No, I regret to say that my year is basically done when we finish here. But you have to understand that rally season probably starts again at the end of January, possibly in the United States, so we have cars to rebuild and lots of other projects to sort of complete during the winter. And Christmas in Europe will probably take two, three weeks out of the calendar. I will be looking to be back in the United States in the middle of January for rebuild, for upgrade, and for testing of next year’s rally program. So we’ve sort of got a month or six weeks back home—engines to rebuild, transmissions to rebuild, we’re busy enough at the moment.

I’m sure we’re just waiting for the calendars for next year. I think everyone’s sort of waiting for calendars around SEMA Show, and then Ken will sit down and decide what they want to do. But I think that they want to do some of the American rally championship stuff more next year, so the rest of our year will be to get the car ready for the start of next season.

Image via Ford Racing Facebook

Have you given any thought to the 2013 season yet? Do you have any indication as to where GRC is headed and when, and does that affect any other commitments for the Monster World Rally Team?

It’s up to people much higher up the food chain than me to decide what we do next year. I think Ken and his management team sit down with the sponsors and they decide where their priorities will be and what they want to do. As far as I’m concerned, my priority is to work on Ken’s cars to make them more competitive in both rally and rallycross for next season. We’ve been usually dominant in the rallies that we’ve been in the United States this year, but we still have a few upgrades that we need to do to make some of the components a bit more reliable. So we intend to do that for next season in rallying.

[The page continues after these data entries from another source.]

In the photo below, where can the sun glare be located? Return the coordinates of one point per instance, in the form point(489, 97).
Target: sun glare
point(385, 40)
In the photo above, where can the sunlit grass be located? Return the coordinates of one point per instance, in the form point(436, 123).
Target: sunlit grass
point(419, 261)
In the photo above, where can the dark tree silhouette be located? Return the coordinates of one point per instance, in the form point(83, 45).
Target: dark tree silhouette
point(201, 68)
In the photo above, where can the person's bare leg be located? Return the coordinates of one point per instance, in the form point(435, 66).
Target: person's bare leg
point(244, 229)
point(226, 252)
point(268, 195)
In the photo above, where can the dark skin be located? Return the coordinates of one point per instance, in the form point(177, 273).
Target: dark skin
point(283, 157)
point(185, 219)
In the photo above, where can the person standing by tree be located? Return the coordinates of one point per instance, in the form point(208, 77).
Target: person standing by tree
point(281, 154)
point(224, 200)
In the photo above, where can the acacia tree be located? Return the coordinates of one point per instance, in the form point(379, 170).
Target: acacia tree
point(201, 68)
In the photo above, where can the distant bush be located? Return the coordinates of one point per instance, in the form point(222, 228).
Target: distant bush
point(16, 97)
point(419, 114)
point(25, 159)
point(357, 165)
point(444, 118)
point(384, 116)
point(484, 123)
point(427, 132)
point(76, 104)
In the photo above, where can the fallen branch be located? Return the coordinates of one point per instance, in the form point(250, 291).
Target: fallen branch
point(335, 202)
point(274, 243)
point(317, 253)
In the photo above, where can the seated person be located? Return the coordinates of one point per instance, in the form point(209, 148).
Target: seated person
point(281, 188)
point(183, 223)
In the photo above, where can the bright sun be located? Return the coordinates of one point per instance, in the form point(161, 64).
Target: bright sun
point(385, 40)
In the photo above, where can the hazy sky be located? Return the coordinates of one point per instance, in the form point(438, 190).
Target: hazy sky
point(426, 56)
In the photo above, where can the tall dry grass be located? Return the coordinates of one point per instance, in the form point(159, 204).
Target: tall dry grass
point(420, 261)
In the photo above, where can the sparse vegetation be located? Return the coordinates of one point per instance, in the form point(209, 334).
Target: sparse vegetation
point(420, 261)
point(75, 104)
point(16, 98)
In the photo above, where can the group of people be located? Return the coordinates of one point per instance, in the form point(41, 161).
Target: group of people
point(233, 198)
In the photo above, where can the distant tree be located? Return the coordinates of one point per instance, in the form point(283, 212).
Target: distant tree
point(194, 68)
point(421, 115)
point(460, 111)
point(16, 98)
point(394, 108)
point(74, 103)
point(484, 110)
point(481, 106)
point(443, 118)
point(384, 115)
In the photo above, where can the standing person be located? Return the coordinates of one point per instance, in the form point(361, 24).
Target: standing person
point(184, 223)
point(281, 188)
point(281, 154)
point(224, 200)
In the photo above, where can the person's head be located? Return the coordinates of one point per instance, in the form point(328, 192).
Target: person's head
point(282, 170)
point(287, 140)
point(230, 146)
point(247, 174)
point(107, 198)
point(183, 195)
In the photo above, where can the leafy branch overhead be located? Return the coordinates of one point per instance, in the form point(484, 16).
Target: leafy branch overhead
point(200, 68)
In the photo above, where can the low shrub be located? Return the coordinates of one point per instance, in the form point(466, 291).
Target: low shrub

I’ll be doing rallycross car designs with my thoughts and changes for next season. And I think when Ken comes back to the sponsorship meetings they’ll decide exactly what we’re going to do with rallycross and what they wish to have prepared—to rebuild this car, to build a new car for GRC, that’s up to them—that kind of point of view of getting the design and having the consultation on what we get rid of for next season, what our priorities will be, to make our car even more competitive.

I think it’s going to be the next three weeks to four weeks with our technical partners in deciding what we can do… looking at a lot of video footage, seeing which suspension to go with next season, talking to our electronics people about new products on the market that they want to display inside the vehicle. It’s that sort of time of year, if that makes sense.

Image via M-Sport Facebook

Finally, much has been made of Ford shifting its factory participation out of the WRC and likely into rallycross. You work in both forms, but in particular you’ve been with M-Sport, who are affected by the shift, for a long time. What are your thoughts about that decision?

No it doesn’t. I mean, it’s important, the situation with Ford and M-Sport, but actually when you get to see the closure of the factory in Kent where they laid 4,300 people off, in the UK where there’s 4,170 people left, you can see why Ford couldn’t justify the continuation of a rally car program which is mainly based in Europe, where they’re closing those factories and laying those workers off. From a Ford point of view, Ford have actually ended the sponsorship part of its program with M-Sport as I understand, but its technical partnership continues. So from a technical point of view, Ford will still give M-Sport assistance in a lot of areas, with homologation of vehicles, parts, and design work.

From my point, my relationship is probably with M-Sport more than Ford. I’ve had several meetings with them in the past couple of weeks, and they’ve shown more interest certainly in rallycross in Europe as well. And I think that now their perspective has to shift a little bit in terms of World Rally, it’s probably not their absolute priority, but I think from a rallycross perspective, we will benefit in the next 12 months. But next we have a little bit more time on our hands looking for a slightly different direction for that company.